There are a number of new, emerging surgical treatment options for glaucoma as well. Mini glaucoma shunt surgery is an alternative to a larger silicone tube shunt or a repeat trabeculectomy. About the size of a grain of rice (3mm), the mini-shunt has a spur-like extension on one end and an external disc at the other. The shunt is a simple method of filtration for open-angle glaucoma and lowers IOP by routing aqueous humor from the anterior chamber of the eye.

Trabectome surgery is an option for patients who have both glaucoma and cataracts. Trabectome is a new, probe-like device that is inserted into the anterior chamber of the eye through the cornea and opens the eye’s drainage system.

The latest treatment option for patients with both cataracts and glaucoma is known as Micro-Invasive Glaucoma Surgery (MIGS). MIGS uses a microstent, about the size of an eyelash.

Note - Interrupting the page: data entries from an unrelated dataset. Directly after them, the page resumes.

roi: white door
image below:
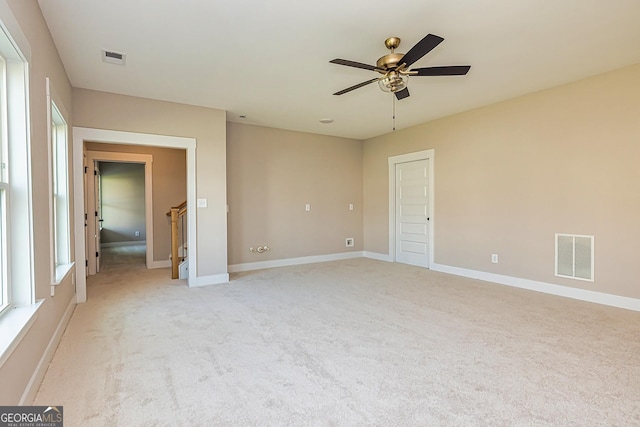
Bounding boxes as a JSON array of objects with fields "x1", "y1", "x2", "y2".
[{"x1": 396, "y1": 159, "x2": 429, "y2": 267}]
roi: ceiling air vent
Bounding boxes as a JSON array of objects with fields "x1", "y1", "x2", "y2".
[{"x1": 102, "y1": 50, "x2": 127, "y2": 65}]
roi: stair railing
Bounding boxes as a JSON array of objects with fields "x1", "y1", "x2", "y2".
[{"x1": 167, "y1": 201, "x2": 187, "y2": 279}]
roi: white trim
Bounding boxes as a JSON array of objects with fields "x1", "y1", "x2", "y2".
[
  {"x1": 0, "y1": 300, "x2": 44, "y2": 367},
  {"x1": 18, "y1": 298, "x2": 76, "y2": 405},
  {"x1": 431, "y1": 264, "x2": 640, "y2": 311},
  {"x1": 388, "y1": 149, "x2": 436, "y2": 266},
  {"x1": 100, "y1": 240, "x2": 146, "y2": 248},
  {"x1": 228, "y1": 251, "x2": 364, "y2": 273},
  {"x1": 86, "y1": 151, "x2": 154, "y2": 274},
  {"x1": 362, "y1": 251, "x2": 393, "y2": 262},
  {"x1": 73, "y1": 127, "x2": 198, "y2": 302},
  {"x1": 189, "y1": 272, "x2": 229, "y2": 288}
]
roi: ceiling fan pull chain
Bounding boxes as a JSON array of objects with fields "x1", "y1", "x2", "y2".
[{"x1": 391, "y1": 96, "x2": 396, "y2": 132}]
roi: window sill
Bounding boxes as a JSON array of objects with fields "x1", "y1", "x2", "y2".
[
  {"x1": 0, "y1": 300, "x2": 44, "y2": 367},
  {"x1": 51, "y1": 262, "x2": 75, "y2": 286}
]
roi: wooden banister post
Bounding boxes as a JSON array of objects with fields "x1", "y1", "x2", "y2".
[{"x1": 171, "y1": 208, "x2": 180, "y2": 279}]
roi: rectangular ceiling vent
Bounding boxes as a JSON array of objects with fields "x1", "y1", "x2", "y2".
[
  {"x1": 556, "y1": 234, "x2": 594, "y2": 282},
  {"x1": 102, "y1": 50, "x2": 127, "y2": 65}
]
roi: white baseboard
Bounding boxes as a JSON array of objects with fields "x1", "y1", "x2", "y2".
[
  {"x1": 431, "y1": 264, "x2": 640, "y2": 311},
  {"x1": 100, "y1": 240, "x2": 147, "y2": 248},
  {"x1": 363, "y1": 251, "x2": 393, "y2": 262},
  {"x1": 229, "y1": 251, "x2": 364, "y2": 273},
  {"x1": 18, "y1": 294, "x2": 76, "y2": 406},
  {"x1": 147, "y1": 259, "x2": 171, "y2": 269},
  {"x1": 187, "y1": 273, "x2": 229, "y2": 288}
]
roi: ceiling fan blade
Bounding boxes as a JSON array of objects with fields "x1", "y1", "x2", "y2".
[
  {"x1": 410, "y1": 65, "x2": 471, "y2": 76},
  {"x1": 334, "y1": 77, "x2": 378, "y2": 95},
  {"x1": 394, "y1": 87, "x2": 409, "y2": 101},
  {"x1": 329, "y1": 58, "x2": 378, "y2": 71},
  {"x1": 398, "y1": 34, "x2": 444, "y2": 67}
]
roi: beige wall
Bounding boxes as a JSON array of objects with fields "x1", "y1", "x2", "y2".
[
  {"x1": 0, "y1": 0, "x2": 75, "y2": 405},
  {"x1": 73, "y1": 88, "x2": 227, "y2": 277},
  {"x1": 227, "y1": 123, "x2": 363, "y2": 265},
  {"x1": 85, "y1": 142, "x2": 187, "y2": 261},
  {"x1": 364, "y1": 65, "x2": 640, "y2": 298}
]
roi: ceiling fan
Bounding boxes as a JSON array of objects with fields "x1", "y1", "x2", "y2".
[{"x1": 329, "y1": 34, "x2": 471, "y2": 100}]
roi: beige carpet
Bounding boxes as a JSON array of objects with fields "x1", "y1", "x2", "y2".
[{"x1": 35, "y1": 246, "x2": 640, "y2": 427}]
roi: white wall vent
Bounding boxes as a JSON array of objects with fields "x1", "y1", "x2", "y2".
[
  {"x1": 556, "y1": 234, "x2": 594, "y2": 282},
  {"x1": 102, "y1": 50, "x2": 127, "y2": 65}
]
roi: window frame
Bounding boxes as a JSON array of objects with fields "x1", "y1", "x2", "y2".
[{"x1": 46, "y1": 77, "x2": 74, "y2": 286}]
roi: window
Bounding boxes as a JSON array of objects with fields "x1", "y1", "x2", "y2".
[
  {"x1": 47, "y1": 79, "x2": 72, "y2": 284},
  {"x1": 556, "y1": 234, "x2": 594, "y2": 282},
  {"x1": 0, "y1": 0, "x2": 42, "y2": 366}
]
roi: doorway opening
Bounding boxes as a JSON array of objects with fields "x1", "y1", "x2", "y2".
[
  {"x1": 95, "y1": 161, "x2": 147, "y2": 272},
  {"x1": 73, "y1": 127, "x2": 197, "y2": 303},
  {"x1": 85, "y1": 151, "x2": 156, "y2": 276}
]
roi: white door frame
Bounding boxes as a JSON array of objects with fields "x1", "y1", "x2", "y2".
[
  {"x1": 389, "y1": 150, "x2": 436, "y2": 267},
  {"x1": 73, "y1": 127, "x2": 198, "y2": 303},
  {"x1": 85, "y1": 151, "x2": 154, "y2": 275}
]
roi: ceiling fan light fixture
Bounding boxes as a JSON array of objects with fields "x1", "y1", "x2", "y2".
[{"x1": 378, "y1": 71, "x2": 409, "y2": 93}]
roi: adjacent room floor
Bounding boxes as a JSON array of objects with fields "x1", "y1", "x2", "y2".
[{"x1": 35, "y1": 252, "x2": 640, "y2": 426}]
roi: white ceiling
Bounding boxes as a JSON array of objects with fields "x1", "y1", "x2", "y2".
[{"x1": 38, "y1": 0, "x2": 640, "y2": 139}]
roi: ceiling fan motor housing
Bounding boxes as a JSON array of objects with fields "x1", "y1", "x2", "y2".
[{"x1": 376, "y1": 53, "x2": 404, "y2": 74}]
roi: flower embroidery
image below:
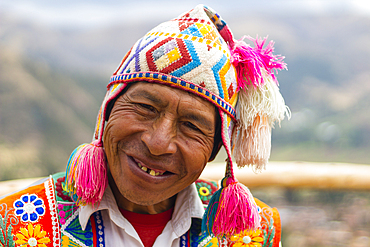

A surgeon can open the eye’s drainage system during cataract surgery. Most patients with a cataract and open-angle glaucoma are good candidates for this procedure.

Talk to your doctor to see which one of these surgical options is best for you and will help preserve your vision.


There is no way to prevent open-angle glaucoma, but you can prevent vision loss from the condition. Early diagnosis and careful management are the keys to preventing vision loss. Most people with open-angle glaucoma have no symptoms. Everyone over age 40 should have an eye examination at least once every five years, and more often for anyone in a high-risk group, including people with a family history of open-angle glaucoma. Those 65 and over should have an eye exam every one to two years, or as recommended by your ophthalmologist.

Because eye injuries can cause glaucoma, it is important to properly protect your eyes when you use power tools or participate in active sports. Protect your eyes in the sun by wearing sunglasses and a hat and observe safety precautions to preserve your vision.

A moderate exercise program will benefit your overall heath and may help lower intraocular eye pressure. Studies show that regular, moderate exercise like walking or jogging three times per week can help reduce your eye pressure.  It is unlikely that regular exercise will replace the eye drops or other glaucoma treatment, but it has a myriad of health benefits.  Talk to your doctor about what kind of exercise regime is best for you.